This is where things tend to get weird.

11.11.23

The most disheartening thing is to sit where someone once sat, waiting for them to fill the spot only to realize they will never sit there again. Giving you shit, making you feel so stupid. He is never coming back. He is gone forever.

Last night, I went to my father-in-law’s house to have some beers with him. I think it was the first time I’d been there since I last saw S. He always sat on the same stool in the same spot. It’s really difficult knowing that he will never sit on that stool again. The last time I was over there, S was on his stool, and he had lost so much weight. I kept wanting to say something about it, but there was nothing to say. If I said, “Wow, you look so great,” it would’ve been a lie. He didn’t look great. He looked sick. He had been sick for a while, and he refused to go to the doctor even though he had free healthcare due to his being legally blind. Everyone kept begging him. Finally, my FIL made him go one night after S fell in the garage and couldn’t get himself up. FIL told him he would only help him up if he went to the hospital. Apparently, his legs were decaying at this point. He often slept in his computer chair or when he did sleep in his bed, he covered his legs with a towel.

When I first met him, he would come to bars with us, but his hygiene wasn’t the best it could’ve been.

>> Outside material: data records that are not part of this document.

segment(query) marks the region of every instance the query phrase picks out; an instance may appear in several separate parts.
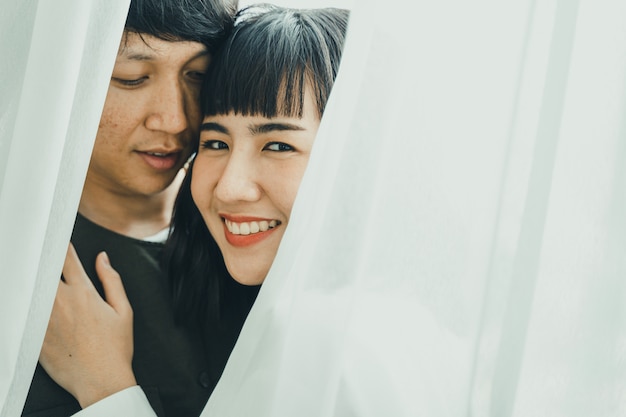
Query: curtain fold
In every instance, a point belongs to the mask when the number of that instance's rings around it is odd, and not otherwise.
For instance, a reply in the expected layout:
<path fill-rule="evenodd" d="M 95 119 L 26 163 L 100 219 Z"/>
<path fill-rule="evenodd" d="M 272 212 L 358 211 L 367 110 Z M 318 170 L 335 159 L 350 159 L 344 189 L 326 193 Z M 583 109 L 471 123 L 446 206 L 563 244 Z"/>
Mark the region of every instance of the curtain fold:
<path fill-rule="evenodd" d="M 2 416 L 37 363 L 128 5 L 2 0 Z"/>
<path fill-rule="evenodd" d="M 0 1 L 8 417 L 129 1 Z M 354 2 L 289 229 L 203 416 L 626 415 L 623 16 L 622 0 Z"/>
<path fill-rule="evenodd" d="M 626 413 L 626 5 L 356 2 L 204 416 Z"/>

Anyone would tell you that, it’s not just me being mean or something. He used to talk about “the old days” when he was a bouncer, I think he was a cook at one point, and other jobs he had. He was always in his room when he wasn’t in the garage with my father-in-law, L. It was always the same routine, we’d go to the store to grab our 24-packs of beers and 2 packs of cigarettes, then come to the garage, put the beers in the fridge, and cigarettes in the freezer. We’d proceed to drink for hours while we talked, debated, watched America’s Got Talent, music videos, funny videos, etc. At some points, we’d all stay up until 6AM, 8AM, etc. His garage doesn’t have windows and the clock on the computer is very small, so it was very easy to lose track of time since we weren’t on our phones. We were all engulfed in our conversations and present with one another. Those were the days when we were all in the garage. They weren’t always great times, there were some times when we’d argue and things would go too far. I think we were all just stuck in a toxic routine for many, many years.

After COVID-19, we all stopped going to bars, and then there was no smoking in our regular bars, so we just started hanging out in The Garage™ instead. It was cheaper, we got to listen to what we wanted, and we could talk about anything. It was great, but it was every other night. Most nights, I’d finish my 24-pack and my 2 packs of cigarettes. I can feel the hangover just typing that.

I don’t miss those days, but I miss the hope I had of who I thought I’d grow up to be.